Il significato di questa poesia
Dove leggere “Fine del ‘68”
Lo si evince già dallo stile diverso, dalla grande presenza dell’ironia e del disincanto: “Fine del ‘68” è una poesia matura. Essa è parte, infatti, di Satura, la raccolta che Eugenio Montale pubblica nel 1971 con Mondadori e che sancisce un cambiamento nella sua poetica: il tono è ironico, distaccato e disilluso. I temi sono più civili, meno esistenziali.
Sembra non esserci più spazio per trovare la “maglia rotta nella rete”. La terra è un luogo in cui manca la speranza, in cui si può sopravvivere soltanto grazie all’appiglio dell’amore e della poesia.
Il tema della luna
Il componimento di Eugenio Montale inizia con un’immagine chiaramente di attualità: il periodo in cui scrive l’autore è quello del primo allunaggio. Le conquiste astronomiche dell’essere umano sanno di imprese senza eguali, di conferma di superiorità e di grandezza.
Così, in un ironico ribaltamento, Montale apre la sua poesia con l’immagine di “un modesto pianeta”, la nostra terra, vista dalla luna. Una terra che viene ridimensionata, in cui l’uomo non è che un puntino fra tanti, come del resto il poeta stesso.
Il “tutto è molto stano” che viene posto a sigillo della prima metà della poesia incarna appieno il senso di straniamento che caratterizza l’ultimo Montale: la realtà è modesta e incomprensibile. E fra i momenti più incomprensibili figurano anche i festeggiamenti in occasione del Capodanno.
Una poesia per chi non ama il Capodanno
“Esplosioni di spumanti e di petardi”, ma anche di bombe, o di cose ben peggiori.

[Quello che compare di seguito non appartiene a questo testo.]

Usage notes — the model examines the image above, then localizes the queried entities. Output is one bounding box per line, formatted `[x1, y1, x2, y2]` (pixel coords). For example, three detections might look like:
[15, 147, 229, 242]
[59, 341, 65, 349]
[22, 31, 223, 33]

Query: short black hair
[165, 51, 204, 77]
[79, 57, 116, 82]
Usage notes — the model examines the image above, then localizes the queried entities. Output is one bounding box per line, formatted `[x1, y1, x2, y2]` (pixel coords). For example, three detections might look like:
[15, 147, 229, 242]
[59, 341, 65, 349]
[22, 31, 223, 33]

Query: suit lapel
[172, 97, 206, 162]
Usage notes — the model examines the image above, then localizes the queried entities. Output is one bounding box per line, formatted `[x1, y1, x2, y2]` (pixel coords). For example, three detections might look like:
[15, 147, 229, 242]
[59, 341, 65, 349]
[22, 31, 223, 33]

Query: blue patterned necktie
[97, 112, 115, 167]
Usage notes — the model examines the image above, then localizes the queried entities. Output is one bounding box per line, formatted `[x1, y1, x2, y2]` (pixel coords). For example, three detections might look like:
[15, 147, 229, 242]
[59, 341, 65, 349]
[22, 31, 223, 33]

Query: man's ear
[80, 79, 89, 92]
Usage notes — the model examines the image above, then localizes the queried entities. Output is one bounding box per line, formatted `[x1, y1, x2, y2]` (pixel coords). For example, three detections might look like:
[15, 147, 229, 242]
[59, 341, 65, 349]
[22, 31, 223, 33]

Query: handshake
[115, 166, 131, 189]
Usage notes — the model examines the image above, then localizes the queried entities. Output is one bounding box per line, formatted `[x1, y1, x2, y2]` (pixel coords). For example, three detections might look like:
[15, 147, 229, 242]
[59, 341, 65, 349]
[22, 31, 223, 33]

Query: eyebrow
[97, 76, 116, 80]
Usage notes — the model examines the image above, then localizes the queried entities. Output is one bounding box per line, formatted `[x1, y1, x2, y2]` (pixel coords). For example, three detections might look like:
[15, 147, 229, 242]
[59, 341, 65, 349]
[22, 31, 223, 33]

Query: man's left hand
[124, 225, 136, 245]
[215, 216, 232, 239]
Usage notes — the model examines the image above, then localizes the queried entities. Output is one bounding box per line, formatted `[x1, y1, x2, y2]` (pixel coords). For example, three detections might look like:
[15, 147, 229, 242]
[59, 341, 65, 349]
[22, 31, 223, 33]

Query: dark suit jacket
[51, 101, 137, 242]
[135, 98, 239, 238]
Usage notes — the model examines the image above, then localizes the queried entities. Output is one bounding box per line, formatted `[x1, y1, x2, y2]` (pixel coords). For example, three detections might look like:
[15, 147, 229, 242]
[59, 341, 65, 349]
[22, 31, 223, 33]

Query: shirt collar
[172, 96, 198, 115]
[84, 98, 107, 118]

A Ornella Vanoni, in questi giorni diventata un meme dopo l’intervista di Pif per lo speciale di “Caro Marziano” andato in onda nei giorni scorsi sulla Rai, la poesia di Montale potrebbe piacere molto: “Mi viene una tristezza… I concerti di Capodanno, e poi tutti fanno uno, due, tre… oddio, che angoscia. Tutti che saltano felici. Ma cosa balli, che è una tragedia?” Così, la cantante ha raccontato al conduttore palermitano il suo rapporto Capodanno.
La sensazione è più o meno quella che lascia “Fine del ‘68”, soprattutto con la chiusa finale: cosa c’è da festeggiare? Violenza – anche nei festeggiamenti – e indifferenza sembrano permeare il mondo che Montale guarda da una prospettiva lontana, distaccata; da una luna che sembra estranea alla nostra barbarie, ancora incontaminata, libera.
Insomma, una poesia perfetta per chi non ama festeggiare l’anno nuovo. Per chi trova che sia ingiusto brindare ad altri 365 giorni di violenza, di povertà e di guerre. Per chi preferisce vivere giorno dopo giorno in modo consapevole e sincero.